In scena al Nuovo Teatro Sancarluccio di Napoli, fino a domenica 12 febbraio “Una Lampa” scritto, diretto e interpretato da Roberto Azzurro, che in questa nuova edizione del suo collaudato testo, divide la scena con Fabio Brescia.
Il monologo è un’animosa, infuocata, aspra, veemente, amorevole invettiva contro Napoli e il popolo napoletano. Il suo non vuole essere il solito discorso da guerrafondaio irrispettoso, infatti il testo, connotato da una forte dimensione realistica e da una profonda riflessività, non vuole sottolineare solo le cose terribili di Napoli, ma anche le cose belle che sono veramente numerose. «Napoli–sottolinea l’autore-dovrebbe avere una Costituzione a sé, essere una città Stato, come Singapore. Tutto ciò che in qualsiasi altro posto nel mondo è straordinario, a Napoli diventa ordinario e viceversa. Abbiamo la fortuna di vivere in un paese meraviglioso, che era la culla della civiltà, di rara e unica bellezza,di cui tutti hanno approfittato, senza alcuna forma di rispetto. Con questo monologo volevo litigare con Napoli, in maniera pubblica,senza dare nulla per scontato. La mia è un’invettiva simpaticamente antropologica e sociale, non politica o di parte».
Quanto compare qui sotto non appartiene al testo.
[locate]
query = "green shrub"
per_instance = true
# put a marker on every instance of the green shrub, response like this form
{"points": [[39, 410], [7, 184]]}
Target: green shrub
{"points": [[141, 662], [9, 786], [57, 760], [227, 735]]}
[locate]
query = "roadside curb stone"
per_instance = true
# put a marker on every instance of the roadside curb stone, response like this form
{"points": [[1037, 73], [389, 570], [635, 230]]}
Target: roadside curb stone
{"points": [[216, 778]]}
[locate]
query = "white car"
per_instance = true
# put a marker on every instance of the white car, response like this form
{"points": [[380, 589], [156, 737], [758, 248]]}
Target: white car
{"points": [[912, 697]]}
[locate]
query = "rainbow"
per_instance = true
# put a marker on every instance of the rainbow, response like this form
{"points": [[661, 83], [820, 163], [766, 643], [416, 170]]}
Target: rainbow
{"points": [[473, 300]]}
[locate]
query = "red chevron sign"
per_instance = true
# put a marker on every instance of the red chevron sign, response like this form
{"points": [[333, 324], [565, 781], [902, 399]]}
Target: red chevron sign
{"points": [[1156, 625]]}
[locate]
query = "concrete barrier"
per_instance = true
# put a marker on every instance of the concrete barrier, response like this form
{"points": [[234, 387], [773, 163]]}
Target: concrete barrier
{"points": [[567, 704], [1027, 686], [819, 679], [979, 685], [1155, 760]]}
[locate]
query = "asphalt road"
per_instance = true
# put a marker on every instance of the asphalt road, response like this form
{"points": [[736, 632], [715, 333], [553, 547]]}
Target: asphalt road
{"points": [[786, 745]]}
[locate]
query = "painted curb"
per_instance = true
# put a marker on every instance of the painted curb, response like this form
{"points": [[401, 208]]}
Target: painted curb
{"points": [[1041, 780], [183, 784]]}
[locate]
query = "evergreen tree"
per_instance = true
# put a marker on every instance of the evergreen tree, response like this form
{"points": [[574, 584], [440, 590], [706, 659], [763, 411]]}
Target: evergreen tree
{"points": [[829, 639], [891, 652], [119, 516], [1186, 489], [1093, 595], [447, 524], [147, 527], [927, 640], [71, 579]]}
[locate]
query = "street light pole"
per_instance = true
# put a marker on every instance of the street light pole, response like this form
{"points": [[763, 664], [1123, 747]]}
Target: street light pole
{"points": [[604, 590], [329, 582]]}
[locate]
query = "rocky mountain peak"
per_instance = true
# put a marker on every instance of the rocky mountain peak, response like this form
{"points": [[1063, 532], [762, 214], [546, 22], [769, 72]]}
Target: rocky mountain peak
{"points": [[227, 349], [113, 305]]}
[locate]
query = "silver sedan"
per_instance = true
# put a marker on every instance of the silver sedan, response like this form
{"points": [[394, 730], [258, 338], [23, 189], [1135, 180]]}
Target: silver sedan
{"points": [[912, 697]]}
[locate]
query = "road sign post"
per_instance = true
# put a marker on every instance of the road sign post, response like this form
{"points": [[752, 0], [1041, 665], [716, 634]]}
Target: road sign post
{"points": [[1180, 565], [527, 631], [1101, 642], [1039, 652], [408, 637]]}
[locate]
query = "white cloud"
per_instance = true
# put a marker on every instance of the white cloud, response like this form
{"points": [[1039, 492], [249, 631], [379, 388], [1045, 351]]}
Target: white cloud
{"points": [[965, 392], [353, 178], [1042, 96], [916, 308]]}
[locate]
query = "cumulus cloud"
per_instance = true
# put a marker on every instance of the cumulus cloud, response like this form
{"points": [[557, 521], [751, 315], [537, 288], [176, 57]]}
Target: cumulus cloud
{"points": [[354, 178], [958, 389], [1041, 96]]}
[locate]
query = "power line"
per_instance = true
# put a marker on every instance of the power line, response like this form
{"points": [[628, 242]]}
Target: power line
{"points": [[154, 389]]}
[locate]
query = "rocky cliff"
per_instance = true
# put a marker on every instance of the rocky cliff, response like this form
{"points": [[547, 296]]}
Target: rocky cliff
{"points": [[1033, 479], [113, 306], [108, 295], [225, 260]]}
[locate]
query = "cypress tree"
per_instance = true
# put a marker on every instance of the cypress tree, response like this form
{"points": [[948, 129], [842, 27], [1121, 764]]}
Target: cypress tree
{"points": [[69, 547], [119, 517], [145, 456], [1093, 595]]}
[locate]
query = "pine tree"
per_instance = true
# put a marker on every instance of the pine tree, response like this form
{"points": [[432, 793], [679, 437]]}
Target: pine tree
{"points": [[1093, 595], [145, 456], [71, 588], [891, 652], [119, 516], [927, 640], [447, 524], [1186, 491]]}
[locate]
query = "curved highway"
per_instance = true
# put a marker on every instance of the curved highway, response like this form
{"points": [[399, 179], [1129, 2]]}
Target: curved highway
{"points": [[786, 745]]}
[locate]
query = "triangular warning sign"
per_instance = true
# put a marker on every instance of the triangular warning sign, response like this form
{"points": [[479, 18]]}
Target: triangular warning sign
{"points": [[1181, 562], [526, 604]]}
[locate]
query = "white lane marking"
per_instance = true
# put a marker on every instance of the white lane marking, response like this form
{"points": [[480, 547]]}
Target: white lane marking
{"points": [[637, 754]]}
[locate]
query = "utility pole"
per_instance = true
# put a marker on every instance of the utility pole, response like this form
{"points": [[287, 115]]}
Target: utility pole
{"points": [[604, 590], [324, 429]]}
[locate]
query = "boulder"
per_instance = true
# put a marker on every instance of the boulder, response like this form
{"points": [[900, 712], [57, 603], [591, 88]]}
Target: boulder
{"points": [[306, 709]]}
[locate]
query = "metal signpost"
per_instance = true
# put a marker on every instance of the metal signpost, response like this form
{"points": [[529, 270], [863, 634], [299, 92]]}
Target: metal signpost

«La natura dei napoletani – precisa Azzurro con amarezza– è talmente forte e radicata nei secoli che è destinata a rimanere sempre uguale. Non credo a un cambiamento radicale: i napoletani sono malati di autoreferenzialità, in quanto mettono la loro persona al centro di ogni cosa, inveiscono continuamente contro tutto e tutti, la loro è una forma distorta di comunicazione e di teatralizzazione».
«Questo testo–prosegue Fabio Brescia- vuole essere un felice incontro tra teatro della tradizione e quello d’avanguardia,dal tono quasi surreale, che porta in scena le grandi contraddizioni del nostro popolo, che riesce a ridere anche delle tragedie,con la grandissima capacità di esorcizzare anche la morte».
La scenografia è inquietante e inusuale :grosse sagome di legno rappresentanti il corpo umano, circondate da una serie di lampadine che fungono da cornice,quasi a rappresentarne la sacralità .Il monologo,diviso in sette canti,con un linguaggio molto esplicito,risulta veramente godibile ,in quanto l’autore dosa magnificamente momenti di comicità a quelli di puro sarcasmo. I protagonisti possiedono una dirompente carica emotiva, non hanno un attimo di cedimento,con la stessa tensione dall’inizio alla fine. Da vedere.